Your TV should work fine as will your DVDs if played on a dvd player bought in the UK/IRE


----------



## Fintan14 (Oct 11, 2011)

Hi shel,
I have been on line looking but the advice is very different, one says no british telly will work as oz on different wavelength, then DVD's are in zones 1 to 6. and oz and ireland in 2 different zones. do i take irish telly, dvd player and dvd's ? and avoid oz tv (LOL) do not want to waste £100's of sci-fi.

jack


----------



## Guest (Nov 11, 2011)

lol My TV works just fine. 32" LG with built in freeview bought about 2 yrs ago.

Our DVDs wont play in my MIL machine but work in ours that we bought with us. So if we want to buy new DVDs we'll have to get another player or watch them in the inlaws! Though apparently you can change the region on the DVD player to watch them but I cant figure out how to do it lol.


----------



## xMarcusx (Nov 8, 2011)

Hi, your DVD player will still work with any dvds that you bring with you to australia. Most DVD players are region locked which means they can only play DVDs from the region they were purchased in, in Europe this is region 2. Australia is classed as a Region 4 country so DVDs purchased in Australia will probably not work in your player. I say probably because it is usually possible to remove the region locking on your DVD player by entering a code using the remote. If you want to find out how to do this then search on google etc. for your DVD player model and the phrase "region unlock"

As an aside if you have a blu-ray player bought in Europe then anything you buy in Australia will work as the blu-ray region is the same as Europe. 

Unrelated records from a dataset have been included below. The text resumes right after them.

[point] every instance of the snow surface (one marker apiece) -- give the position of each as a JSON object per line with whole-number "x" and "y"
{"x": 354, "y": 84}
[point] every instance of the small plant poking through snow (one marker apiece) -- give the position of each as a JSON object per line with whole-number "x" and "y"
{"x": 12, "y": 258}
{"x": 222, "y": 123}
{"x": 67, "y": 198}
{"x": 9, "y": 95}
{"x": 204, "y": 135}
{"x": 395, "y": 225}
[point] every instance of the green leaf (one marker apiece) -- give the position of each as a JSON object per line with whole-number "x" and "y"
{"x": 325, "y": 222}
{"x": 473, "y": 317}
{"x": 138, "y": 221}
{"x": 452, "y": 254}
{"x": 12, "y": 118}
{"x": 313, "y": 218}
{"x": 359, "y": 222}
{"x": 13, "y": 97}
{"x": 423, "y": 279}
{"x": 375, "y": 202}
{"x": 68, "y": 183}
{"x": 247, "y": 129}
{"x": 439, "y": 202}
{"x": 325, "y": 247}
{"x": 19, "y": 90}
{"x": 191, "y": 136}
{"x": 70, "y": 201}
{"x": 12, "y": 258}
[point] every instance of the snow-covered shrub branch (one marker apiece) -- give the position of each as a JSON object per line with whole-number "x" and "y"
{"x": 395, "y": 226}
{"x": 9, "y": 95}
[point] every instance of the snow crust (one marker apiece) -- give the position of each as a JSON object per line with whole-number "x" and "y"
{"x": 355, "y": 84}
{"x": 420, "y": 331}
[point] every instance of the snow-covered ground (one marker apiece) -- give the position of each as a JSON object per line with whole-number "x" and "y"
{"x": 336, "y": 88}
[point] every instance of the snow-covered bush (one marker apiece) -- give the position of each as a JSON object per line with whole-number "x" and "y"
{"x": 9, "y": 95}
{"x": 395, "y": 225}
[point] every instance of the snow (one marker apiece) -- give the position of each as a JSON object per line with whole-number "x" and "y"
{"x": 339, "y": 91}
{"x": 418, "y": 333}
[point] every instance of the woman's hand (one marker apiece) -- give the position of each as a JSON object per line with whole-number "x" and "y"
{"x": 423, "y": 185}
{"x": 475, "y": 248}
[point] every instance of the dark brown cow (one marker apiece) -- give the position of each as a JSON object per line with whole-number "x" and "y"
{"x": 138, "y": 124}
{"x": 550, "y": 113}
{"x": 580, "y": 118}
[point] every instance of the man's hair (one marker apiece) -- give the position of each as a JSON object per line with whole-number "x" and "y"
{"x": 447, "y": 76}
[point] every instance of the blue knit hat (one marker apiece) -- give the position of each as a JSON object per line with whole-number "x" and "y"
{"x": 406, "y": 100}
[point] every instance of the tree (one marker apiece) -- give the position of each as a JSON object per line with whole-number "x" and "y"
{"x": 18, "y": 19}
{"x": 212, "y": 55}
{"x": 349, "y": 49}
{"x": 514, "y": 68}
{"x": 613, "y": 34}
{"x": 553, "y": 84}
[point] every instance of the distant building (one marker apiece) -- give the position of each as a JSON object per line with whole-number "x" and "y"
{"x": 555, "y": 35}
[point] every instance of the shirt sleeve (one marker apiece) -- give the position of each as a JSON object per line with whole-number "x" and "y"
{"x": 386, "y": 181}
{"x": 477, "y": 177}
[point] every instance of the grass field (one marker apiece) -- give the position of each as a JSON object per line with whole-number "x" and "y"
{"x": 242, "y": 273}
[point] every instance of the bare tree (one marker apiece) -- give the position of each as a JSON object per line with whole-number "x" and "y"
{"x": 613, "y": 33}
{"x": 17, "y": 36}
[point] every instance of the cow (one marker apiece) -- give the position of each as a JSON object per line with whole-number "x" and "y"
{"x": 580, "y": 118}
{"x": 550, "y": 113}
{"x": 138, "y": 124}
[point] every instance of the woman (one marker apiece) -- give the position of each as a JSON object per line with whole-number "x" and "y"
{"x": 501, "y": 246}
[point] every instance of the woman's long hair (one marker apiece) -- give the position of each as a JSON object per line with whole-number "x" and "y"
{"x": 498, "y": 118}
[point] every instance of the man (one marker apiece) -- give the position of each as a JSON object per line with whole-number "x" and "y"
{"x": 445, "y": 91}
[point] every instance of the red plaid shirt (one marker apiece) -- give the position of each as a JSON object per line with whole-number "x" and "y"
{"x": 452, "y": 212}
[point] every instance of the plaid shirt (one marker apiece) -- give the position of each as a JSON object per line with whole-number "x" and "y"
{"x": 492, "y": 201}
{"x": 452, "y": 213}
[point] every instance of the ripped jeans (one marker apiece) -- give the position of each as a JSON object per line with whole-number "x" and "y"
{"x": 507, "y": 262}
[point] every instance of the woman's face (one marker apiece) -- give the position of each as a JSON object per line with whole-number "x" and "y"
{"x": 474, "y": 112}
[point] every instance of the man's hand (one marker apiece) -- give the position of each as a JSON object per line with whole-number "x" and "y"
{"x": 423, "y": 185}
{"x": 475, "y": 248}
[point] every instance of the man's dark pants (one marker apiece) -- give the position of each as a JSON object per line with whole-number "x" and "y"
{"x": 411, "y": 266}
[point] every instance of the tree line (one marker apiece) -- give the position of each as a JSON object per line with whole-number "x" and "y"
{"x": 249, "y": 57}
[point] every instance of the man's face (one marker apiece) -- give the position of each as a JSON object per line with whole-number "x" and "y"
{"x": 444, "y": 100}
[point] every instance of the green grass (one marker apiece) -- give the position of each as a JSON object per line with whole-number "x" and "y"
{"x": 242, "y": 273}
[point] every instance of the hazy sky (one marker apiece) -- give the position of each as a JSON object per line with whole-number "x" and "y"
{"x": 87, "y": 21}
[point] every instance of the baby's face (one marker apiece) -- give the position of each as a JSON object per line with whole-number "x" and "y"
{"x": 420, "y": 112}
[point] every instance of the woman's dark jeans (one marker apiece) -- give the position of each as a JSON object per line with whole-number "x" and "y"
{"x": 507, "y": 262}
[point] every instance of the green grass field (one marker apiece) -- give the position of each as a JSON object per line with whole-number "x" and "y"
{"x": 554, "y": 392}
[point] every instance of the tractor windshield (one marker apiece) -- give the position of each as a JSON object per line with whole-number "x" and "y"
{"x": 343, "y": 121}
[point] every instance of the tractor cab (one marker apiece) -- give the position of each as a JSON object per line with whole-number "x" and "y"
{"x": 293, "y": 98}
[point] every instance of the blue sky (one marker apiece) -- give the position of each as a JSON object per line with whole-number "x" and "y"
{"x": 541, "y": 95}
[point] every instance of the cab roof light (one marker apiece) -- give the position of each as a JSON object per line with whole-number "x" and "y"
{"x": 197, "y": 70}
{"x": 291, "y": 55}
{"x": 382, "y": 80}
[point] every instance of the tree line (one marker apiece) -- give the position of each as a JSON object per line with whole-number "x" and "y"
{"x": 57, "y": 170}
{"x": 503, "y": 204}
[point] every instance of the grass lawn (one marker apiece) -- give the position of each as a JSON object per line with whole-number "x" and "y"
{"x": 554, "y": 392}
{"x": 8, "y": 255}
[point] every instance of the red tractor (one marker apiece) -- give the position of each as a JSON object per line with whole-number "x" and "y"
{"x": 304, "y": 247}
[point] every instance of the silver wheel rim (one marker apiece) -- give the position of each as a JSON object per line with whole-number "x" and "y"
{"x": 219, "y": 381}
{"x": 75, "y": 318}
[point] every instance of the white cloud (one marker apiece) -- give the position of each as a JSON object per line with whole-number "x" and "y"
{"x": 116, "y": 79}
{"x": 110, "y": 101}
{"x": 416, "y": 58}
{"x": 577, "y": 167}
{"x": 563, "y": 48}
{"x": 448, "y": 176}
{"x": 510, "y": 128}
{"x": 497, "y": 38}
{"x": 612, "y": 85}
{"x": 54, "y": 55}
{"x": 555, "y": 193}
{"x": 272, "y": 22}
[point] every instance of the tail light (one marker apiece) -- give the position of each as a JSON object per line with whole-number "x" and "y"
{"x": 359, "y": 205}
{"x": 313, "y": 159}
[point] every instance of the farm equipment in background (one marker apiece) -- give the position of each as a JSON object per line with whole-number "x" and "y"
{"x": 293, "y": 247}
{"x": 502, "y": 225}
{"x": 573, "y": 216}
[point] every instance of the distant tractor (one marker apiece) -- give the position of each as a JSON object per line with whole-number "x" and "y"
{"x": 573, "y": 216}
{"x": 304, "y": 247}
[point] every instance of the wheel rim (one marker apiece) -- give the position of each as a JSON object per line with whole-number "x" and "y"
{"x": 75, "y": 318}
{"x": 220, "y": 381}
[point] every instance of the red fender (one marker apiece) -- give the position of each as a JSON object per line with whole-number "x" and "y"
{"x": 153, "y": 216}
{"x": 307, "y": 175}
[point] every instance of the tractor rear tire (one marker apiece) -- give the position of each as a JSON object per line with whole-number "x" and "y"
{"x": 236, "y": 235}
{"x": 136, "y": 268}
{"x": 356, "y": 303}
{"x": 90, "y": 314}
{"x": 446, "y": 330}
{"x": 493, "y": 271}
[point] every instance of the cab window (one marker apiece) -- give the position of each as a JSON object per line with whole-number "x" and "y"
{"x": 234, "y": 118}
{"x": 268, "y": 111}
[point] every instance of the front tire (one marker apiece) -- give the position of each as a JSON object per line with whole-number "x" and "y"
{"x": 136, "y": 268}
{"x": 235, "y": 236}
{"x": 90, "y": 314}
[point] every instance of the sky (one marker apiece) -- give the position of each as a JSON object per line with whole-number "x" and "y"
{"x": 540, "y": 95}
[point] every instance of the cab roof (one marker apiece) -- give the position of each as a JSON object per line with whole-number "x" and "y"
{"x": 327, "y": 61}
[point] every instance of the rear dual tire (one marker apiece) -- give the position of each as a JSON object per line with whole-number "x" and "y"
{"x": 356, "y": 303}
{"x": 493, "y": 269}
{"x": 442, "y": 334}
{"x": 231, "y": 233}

If your tv is a modern flat screen tv, LCD, led or plasma it will also work fine. The only catch is that the built in tuners will not work so you'll need to buy a digital box from a local electrical store, to watch free to air tv. These cost about $40 for a basic box. The confusion comes as before the digital revolution the built in analogue tuners of old tvs couldn't pick up Aussie signals and there was no way to change these. 

Plugs will need to be changed or you can use travel adapters but the power supply is the same.


----------



## Cloudberry (Jun 12, 2010)

If you take your own DVD player you'll be fine. You can pick up a cheap DVD player in Australia ($20-$30) for any Australian (region 4) DVDs you might happen to buy after you arrive if you want.

There are also multi-zone DVD players you can buy to avoid having two DVD players. We managed with two DVD players for years but recently bought a multi-zone with a hard drive although it wasn't cheap. 

Having said that, we've heard that some of the cheaper DVD players these days will play foreign DVDs. Has anyone found these cheap multi-zones will play UK DVDs? (we'd been playing US bought DVDs only - not UK).


----------



## h2c357 (May 23, 2010)

Fintan14 said:


> Ok i know this is a wee bit daft but my boys and i are big treckers, and we have a big collection of sci-fi DVD's will they work in Aus.? I know my tv wont work but will dvd work if i take over my player?
> jackie


If your DVD player plays DivX format videos, you could rip your DVD stash in DivX format and burn it as data or store them on some flash drive. On the other hand if your DVD player does not support DivX encoded videos, you can convert the ripped videos back to video DVD format but this time burn the disks either region free or for the Australian region. There are lots of software which can do that.

Remember. Google is your friend.

Live long and google!!!


----------